Amman (ANTARA News) - Lebih dari 500 warga Suriah tewas atau terluka dalam serangan udara rezim di daerah oposisi dalam dua pekan terakhir, kata Observatorium Suriah untuk Hak Asasi Manusia (SOHR).

Dalam pernyataan pers, SOHR mengatakan mendokumentasikan 581 serangan udara oleh pesawat-pesawat tempur dan helikopter rezim sekitar Suriah sejak awal November sampai tengah malam kemarin.

Serangan pesawat tempur itu termasuk 324 serangan udara di wilayah yang ditargetkan di Damaskus, Aleppo Daraa, Idlib, Reef Dimashq, Homs, Hama dan Der-Ezzor.

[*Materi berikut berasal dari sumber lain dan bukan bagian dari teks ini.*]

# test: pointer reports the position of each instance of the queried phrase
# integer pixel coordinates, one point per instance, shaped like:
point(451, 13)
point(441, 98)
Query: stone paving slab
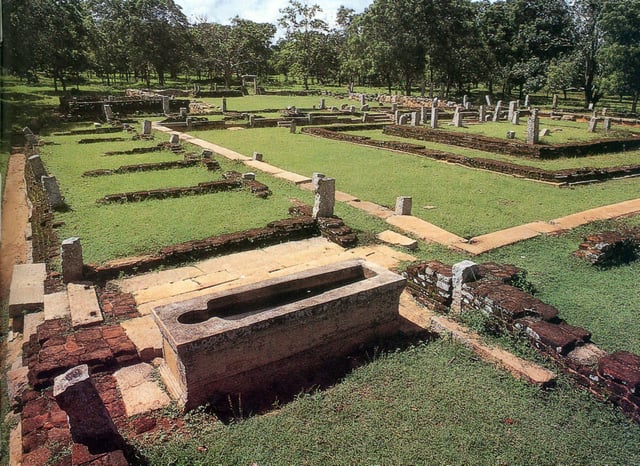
point(371, 208)
point(56, 306)
point(424, 230)
point(27, 288)
point(145, 335)
point(518, 367)
point(396, 239)
point(140, 393)
point(31, 322)
point(83, 305)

Sementara itu, helikopter-helikopter menjatuhkan tidak kurang dari 257 barel peledak di daerah di Damaskus, Aleppo Daraa, Idlib, Reef Dimashq, Homs, Hama, Al-Hasakah.

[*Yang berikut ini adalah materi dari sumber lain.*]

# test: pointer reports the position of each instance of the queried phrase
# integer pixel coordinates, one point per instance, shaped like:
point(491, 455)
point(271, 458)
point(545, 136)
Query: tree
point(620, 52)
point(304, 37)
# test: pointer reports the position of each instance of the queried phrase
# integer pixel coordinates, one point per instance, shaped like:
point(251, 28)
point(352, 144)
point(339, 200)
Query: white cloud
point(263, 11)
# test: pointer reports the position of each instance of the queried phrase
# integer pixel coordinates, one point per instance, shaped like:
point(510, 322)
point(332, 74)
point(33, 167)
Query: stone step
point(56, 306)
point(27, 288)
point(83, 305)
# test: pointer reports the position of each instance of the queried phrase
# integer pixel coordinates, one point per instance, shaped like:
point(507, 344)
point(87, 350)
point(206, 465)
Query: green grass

Mereka mencatat bahwa 115 warga sipil tewas (19 anak, 24 wanita) sementara tidak kurang dari 370 orang lainnya luka-luka, selain kerusakan material sipil properti.

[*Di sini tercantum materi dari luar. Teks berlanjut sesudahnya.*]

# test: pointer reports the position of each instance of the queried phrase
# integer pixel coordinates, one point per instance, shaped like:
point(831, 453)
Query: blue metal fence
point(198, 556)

Dalam pernyataan terpisah, SOHR mengatakan bentrokan berlanjut 60 jam antara kelompok garis keras Negara Islam di Irak dan Levant (ISIL) dan pejuang YPG Kurdi di selatan Ein al-Arab "Kobane" dalam upaya YPG mendapatkan kendali di daerah itu.

Bentrokan-bentrokan juga baru terjadi antara kedua pihak di timur kota, dan laporan-laporan merugikan kedua pihak, demikian laporan KUNA.